Jacob Wood

Hyper Personalized Music Recommendations with Gemini Flash

Kaggle & Google: Gemini Long Context Competition

The competition is about exploring a use case that can benefit from the unique features of Gemini Flash, including its one million token context window and context caching.

Use Case: Hyper Personalized Music Recommendations

I went deep on a specific user called SavageCore, including almost four years of their listening history (736,388 tokens) as the context used by Gemini Flash to make recommendations, form opinions, build a profile and match SavageCore to other users based on music taste.
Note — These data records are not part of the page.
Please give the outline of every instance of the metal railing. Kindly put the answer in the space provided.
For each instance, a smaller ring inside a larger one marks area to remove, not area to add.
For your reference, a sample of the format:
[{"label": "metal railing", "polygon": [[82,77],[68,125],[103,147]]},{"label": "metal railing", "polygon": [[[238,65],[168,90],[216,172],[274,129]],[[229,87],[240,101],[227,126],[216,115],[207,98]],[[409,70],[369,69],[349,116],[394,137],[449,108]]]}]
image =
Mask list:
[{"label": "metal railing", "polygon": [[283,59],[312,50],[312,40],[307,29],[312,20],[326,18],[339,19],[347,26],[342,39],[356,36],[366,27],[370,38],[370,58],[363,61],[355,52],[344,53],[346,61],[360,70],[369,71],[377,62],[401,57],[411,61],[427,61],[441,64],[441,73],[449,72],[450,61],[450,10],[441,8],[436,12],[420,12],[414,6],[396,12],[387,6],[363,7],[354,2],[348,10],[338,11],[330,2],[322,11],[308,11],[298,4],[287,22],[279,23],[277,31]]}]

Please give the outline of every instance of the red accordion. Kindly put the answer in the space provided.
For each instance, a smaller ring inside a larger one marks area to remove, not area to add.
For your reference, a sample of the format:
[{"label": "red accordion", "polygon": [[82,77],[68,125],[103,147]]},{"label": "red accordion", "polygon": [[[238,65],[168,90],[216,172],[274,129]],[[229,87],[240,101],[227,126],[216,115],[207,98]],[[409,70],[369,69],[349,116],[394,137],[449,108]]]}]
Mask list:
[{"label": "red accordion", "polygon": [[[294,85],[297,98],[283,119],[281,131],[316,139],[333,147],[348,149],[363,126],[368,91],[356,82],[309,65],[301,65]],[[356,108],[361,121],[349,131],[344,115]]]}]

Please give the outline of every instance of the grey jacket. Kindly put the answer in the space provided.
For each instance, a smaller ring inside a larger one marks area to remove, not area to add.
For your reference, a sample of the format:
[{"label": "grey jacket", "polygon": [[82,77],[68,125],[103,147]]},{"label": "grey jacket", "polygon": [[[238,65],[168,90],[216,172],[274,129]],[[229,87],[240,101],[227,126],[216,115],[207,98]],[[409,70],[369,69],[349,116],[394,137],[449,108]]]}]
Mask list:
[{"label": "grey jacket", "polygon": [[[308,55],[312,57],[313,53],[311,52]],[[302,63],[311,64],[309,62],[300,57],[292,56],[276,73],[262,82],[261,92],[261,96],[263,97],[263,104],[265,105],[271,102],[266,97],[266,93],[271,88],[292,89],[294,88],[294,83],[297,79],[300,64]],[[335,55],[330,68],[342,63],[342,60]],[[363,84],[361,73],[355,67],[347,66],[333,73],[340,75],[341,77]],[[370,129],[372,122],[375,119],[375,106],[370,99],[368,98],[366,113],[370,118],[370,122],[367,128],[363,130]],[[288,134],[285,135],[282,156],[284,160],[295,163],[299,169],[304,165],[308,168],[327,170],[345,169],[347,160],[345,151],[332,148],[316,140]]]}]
I chose this approach because many Generative AI experiences are too generic to blow our minds. I beleive the promise of this technology to be hyper personalization at scale.

The long context window of Flash allows me to capture a significant period of listening history for SavageCore and caching enables me to introduce multiple listening histories.

Music is a deeply personal and unique experience, which is why this level of hyper personalization enabled by Gemini Flash's features is an interesting use case to explore.

SavageCore's Music Taste & Insights

Here are just some of things I learned about SavageCore's music taste:

  • Enjoy a wide range of electronic music, ambient, IDM, techno and breakbeat (Charlotte de Witte, Hardfloor, 1200 Micrograms, Aphex Twin, Burial).
  • Drawn to artists who push boundaries and explore unconventional sounds.
  • Enjoys tracks where there's great Synthwork.
  • Like artists that blend genres, for unique musical experiences.
  • Has an open mind when it comes to music and looking to discover new sounds.
  • Deep dives into certain artists, listening to entire albums and discography - showing a genuine interest in music, beyond a single hit.
  • Enjoys music with darker, heavier moods and introspective themes.
  • Listens to music more on Thursdays.
  • Peak listening times are in the afternoons 1-6pm UTC.

Introducing Multiple Users & Tastes

I generate three musical profiles using unique listening histories specific to those users:

  from IPython.display import Markdown, display

  display (Markdown(gw_profile))

  display (Markdown(bespont_profile))

  display (Markdown(savage_core_profile))

From the profiles, I look at musical compatibility between users:

from IPython.display import Markdown, display

prompt = f"""
Please review three user music profiles: 
- SavageCore: {savage_core_profile}
- gw666: {gw_profile}
- BeSpont: {bespont_profile}

Based on your review:
1. Which profile is most compatible with SavageCore's and why?
2. Provide a compatibility score (as a percentage) for both gw666 and BeSpont compared to SavageCore.
"""

response = model.generate_content([prompt])

# Lets save our report
compatibility_report = response.text

display (Markdown(response.text))

I'm able to see that BeSpont is more compatible with SavageCore at 85% compatibility because both have an eclectic taste, a shared love for the underground and like to explore darker and more complex music.

Concluding On What's Possible?

This is an entry into a competition and not a functional application with users.

I wanted to demonstrate an extra level of personalization possible using Gemini Flash, a one million token context window and context caching.

To me I can see different ways that this level of personalization could create astounding user experiences:

  • Facilitating real life shared experiences through concerts, dates, meetups by matching musically compatible people.
  • Serving more personalized ads, at the right time, based on a better understanding of a person's music taste.
  • Introducing new modalities: Audio, Image, Video, to create interactive and personalized music experiences.